Hacker News new | ask | show | jobs
by threeseed 4012 days ago
Possibly. But just as likely they are running their own Hadoop platform and have hired some data scientists.

Most large organisations these days are running their own analytics platform.

2 comments

Does analyzing this actually require joining in large data sets -- that is, larger than will fit on a single machine?

I'd always assumed that the records involved weren't very large, but I don't know much about the problem space, so I'm not sure if other data gets joined in in a way that benefits from cluster-based analysis.

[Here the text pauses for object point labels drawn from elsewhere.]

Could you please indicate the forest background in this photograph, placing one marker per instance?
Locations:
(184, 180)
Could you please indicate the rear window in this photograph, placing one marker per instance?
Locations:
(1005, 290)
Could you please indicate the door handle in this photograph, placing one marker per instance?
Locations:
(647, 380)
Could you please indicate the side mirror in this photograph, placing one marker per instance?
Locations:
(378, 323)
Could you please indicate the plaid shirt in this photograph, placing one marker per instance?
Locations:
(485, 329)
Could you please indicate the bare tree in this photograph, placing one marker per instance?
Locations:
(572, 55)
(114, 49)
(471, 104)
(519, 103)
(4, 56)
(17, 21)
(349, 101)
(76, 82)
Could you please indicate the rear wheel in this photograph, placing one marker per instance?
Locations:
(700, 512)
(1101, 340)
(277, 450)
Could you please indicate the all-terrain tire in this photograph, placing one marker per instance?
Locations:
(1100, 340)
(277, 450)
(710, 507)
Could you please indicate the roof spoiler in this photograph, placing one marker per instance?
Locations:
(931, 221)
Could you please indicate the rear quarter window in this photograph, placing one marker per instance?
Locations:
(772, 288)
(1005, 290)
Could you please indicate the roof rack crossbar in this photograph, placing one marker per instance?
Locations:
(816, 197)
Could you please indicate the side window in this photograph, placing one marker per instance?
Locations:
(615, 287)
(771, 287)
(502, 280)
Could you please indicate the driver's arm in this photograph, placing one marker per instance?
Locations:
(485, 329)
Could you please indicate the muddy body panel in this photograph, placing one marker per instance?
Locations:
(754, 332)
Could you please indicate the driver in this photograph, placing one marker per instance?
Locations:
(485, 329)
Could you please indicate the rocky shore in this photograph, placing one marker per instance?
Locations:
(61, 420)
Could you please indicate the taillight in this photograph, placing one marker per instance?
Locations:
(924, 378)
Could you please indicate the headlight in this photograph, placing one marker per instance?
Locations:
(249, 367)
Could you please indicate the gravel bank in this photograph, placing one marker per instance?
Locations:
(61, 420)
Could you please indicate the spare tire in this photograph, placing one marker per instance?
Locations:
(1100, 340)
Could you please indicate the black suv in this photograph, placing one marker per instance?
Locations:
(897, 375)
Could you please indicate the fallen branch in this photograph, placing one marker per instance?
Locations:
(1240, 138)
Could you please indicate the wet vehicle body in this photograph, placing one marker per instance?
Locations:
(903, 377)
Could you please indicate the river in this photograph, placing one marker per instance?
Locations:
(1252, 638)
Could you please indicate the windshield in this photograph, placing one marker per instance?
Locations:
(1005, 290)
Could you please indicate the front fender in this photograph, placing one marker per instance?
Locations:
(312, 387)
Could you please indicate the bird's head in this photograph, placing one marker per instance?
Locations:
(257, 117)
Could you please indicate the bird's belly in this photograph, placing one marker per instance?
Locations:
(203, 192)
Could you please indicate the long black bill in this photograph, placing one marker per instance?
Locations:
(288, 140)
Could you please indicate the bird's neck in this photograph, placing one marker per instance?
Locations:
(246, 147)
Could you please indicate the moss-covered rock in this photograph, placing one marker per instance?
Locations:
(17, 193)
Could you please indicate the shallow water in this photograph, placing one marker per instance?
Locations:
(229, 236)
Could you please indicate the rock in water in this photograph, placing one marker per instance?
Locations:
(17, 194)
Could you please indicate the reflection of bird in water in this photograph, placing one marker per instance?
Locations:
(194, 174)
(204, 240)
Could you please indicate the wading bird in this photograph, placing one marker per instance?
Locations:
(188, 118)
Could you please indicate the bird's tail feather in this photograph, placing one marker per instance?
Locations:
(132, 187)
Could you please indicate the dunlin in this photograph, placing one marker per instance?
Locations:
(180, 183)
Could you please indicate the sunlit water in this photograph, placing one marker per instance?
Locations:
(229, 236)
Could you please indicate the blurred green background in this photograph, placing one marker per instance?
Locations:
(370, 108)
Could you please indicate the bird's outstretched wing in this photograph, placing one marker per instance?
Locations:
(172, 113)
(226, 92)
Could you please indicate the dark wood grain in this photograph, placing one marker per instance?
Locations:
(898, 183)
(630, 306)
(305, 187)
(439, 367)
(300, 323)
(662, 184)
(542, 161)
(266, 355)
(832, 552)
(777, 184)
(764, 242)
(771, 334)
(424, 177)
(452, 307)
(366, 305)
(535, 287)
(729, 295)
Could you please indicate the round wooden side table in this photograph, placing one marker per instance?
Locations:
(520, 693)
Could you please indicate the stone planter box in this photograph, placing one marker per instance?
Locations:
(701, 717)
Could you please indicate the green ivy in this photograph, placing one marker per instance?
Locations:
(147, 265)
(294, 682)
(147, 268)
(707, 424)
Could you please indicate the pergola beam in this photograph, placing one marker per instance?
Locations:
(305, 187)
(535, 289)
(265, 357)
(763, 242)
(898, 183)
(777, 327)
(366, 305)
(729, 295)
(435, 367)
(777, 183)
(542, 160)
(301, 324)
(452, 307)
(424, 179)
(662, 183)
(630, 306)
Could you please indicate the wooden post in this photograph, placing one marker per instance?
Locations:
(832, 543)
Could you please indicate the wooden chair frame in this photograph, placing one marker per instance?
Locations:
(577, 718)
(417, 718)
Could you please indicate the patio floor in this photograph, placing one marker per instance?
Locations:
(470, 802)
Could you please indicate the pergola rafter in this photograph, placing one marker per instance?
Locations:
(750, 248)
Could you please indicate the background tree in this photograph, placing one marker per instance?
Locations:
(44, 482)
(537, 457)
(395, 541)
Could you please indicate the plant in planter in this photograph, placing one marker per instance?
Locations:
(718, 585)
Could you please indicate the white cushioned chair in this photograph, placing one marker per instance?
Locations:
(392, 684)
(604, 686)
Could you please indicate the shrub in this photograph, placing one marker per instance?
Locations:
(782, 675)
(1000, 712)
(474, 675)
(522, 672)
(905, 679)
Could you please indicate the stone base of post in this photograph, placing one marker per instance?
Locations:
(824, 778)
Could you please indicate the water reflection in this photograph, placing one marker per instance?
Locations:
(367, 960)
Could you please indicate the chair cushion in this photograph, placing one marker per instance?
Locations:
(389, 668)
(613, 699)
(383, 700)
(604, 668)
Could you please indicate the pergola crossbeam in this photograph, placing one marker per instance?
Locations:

I forget the exact numbers, but a single year's worth of Medicare part D claims data will be on the order 1TB. That doesn't include the beneficiary and provider datasets (which links patients and doctors) which you'll need to join against. Also when detecting fraud like this, you may want to include the other Medicare parts (A, B, C) which are oftentimes larger than part D (being that D is the newest). So this leaves you manipulating on the order of 10TB for single year analysis. Finally, since Medicare bills can be corrected up to 3 years, you may end up joining multi-terabyte datasets.
Medicare is one of the largest health schemes in the world in an industry known for massive amounts of paperwork. It's a humongous data set.
Yes, plus some sort of analytics-focused data warehouse (Teradata, etc.). I am almost certain though their analytics team is outsourced to a major contractor like Lockheed Martin.